SPREAD — ★ — Ashton Kutcher, Anne Heche; rated R (sex, nudity, profanity); in general release
It's hard to know where to begin on how awful this is. "Spread" is a love letter to Ashton Kutcher produced by and starring Ashton Kutcher. He plays a homeless Hollywood hustler who seduces rich older women, providing cougars with sexual entertainment in exchange for an A-list lifestyle. Let's hold the "is this a documentary" jokes: too easy.
In exchange for lodgings in milady's posh digs (the "Spread" of the title — I think) Kutcher vigorously bounces on his co-stars; a couple of scenes with lonely old maid Anne Heche are filmed like how-to-unclog-a-drain videos. Kutcher keeps his heart in cold storage, however. His relationship-maintenance regime is a cynical litany of bouquets (ordered with her credit card) and inexpert home-cooked dinners (it shows you're moving outside your comfort zone to please her).
The film aims to be moody and serious about lack of intimacy and commitment, but the tone is more "Deuce Bigalow" than "Shampoo." The film is well-photographed, bearing a surface resemblance to "American Gigolo," but that's hardly enough to carry a movie in which the acting ranges from mediocre to wooden. Kutcher's expression is locked on bad-boy smug, and his how-to-hustle narration seems to be composed of Tweets.
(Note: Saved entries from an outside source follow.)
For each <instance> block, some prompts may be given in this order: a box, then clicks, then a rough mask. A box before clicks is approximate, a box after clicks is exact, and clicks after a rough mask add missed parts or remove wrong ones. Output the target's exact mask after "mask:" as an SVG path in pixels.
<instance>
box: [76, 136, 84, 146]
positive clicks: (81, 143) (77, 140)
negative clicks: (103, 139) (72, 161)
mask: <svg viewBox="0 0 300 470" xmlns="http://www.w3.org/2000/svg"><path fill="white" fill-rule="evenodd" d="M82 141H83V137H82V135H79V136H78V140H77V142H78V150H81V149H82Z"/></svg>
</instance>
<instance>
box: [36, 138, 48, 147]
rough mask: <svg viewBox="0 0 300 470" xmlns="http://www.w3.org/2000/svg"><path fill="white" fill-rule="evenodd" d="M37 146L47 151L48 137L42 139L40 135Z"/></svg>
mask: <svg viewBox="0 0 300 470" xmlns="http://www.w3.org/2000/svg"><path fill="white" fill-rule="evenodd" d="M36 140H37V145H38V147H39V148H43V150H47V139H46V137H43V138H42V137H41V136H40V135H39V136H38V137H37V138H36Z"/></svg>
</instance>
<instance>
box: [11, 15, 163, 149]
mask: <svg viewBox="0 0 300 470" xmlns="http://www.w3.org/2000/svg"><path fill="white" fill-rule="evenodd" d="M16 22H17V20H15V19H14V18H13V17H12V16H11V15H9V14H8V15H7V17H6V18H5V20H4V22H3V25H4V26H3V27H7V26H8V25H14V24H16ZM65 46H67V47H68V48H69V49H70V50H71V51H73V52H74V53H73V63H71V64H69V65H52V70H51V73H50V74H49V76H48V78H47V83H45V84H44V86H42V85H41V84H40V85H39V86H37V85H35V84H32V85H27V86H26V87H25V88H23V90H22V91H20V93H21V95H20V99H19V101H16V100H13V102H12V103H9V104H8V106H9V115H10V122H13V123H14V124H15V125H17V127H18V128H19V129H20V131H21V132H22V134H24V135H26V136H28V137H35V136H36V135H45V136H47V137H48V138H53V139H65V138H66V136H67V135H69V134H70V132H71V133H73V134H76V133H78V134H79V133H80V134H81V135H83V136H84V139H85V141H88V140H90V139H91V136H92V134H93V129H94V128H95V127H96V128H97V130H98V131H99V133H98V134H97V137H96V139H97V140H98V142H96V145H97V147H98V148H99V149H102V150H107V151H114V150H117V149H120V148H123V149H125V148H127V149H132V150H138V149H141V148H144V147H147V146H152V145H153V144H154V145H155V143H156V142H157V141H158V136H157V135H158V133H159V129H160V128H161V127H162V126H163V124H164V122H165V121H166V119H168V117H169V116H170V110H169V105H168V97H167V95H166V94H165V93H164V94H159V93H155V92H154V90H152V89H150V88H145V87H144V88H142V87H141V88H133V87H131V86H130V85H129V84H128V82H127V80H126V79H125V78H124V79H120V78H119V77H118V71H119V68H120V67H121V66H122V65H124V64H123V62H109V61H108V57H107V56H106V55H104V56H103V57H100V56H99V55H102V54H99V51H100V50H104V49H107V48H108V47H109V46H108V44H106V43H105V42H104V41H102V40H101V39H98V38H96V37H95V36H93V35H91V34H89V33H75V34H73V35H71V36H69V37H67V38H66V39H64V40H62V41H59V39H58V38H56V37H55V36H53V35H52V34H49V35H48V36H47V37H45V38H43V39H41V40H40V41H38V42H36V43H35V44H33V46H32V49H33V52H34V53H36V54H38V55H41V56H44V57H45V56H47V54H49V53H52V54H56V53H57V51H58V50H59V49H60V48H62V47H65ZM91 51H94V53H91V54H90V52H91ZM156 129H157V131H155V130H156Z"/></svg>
If there was an idea that took more than 140 characters to express, I missed it.
Over a coffee-shop breakfast, Kutcher falls for pretty waitress Margarita Levieva ("Adventureland"), who sees through his guff. She appears to be as open and innocent as he is vain and ambitious, but life in L.A. is rarely so straightforward. When Kutcher begins double-timing his main squeeze, complications multiply, fortunes reverse, and kindergarten-level life lessons are learned. Let me offer a lesson of my own. The tagline "Ashton Kutcher and Anne Heche starring in..." is fair warning.
"Spread" is rated R for strong sexual content, nudity and language. Running time: minutes.